The first point to be made is that it’s probably going to happen anyway over the next decade — at least if we go the way of Sweden. There, cards and phones are almost universally used, even for the smallest transactions. Shops prefer not to take cash and some banks don’t hold it or provide ATMs. Even donations to church collection plates are largely paid by phone, using a popular app called Swish.
But what’s striking about ‘cash in hand’ in a British context is its connotation of ‘Del Boy’ dishonesty. And what’s provocative about suggesting payment for casual work should always go through cyberspace is the assumption that this myriad of small, undocumented transactions would thereby be caught in the tax net, or become much more difficult to hide from it. In both respects, Taylor seems to say that cash tempts us to cheat, but fear of cyber scrutiny will make us behave better.

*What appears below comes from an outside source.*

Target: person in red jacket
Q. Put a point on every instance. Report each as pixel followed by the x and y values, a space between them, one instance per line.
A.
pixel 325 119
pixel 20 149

Well, try googling ‘cash in hand jobs’ and the array of dubious websites that pop up, inviting the gullible and hard-up to register for unspecified opportunities ahead, certainly illuminates one aspect of the problem. But a worthwhile thrust of modern tax reform has been to take more people at the lower end of the income scale out of the tax net altogether and it’s none of my business whether the bloke who occasionally mends my fencing should be registered for VAT and charge me accordingly — though given the turnover threshold for registration, I’d be surprised if he is.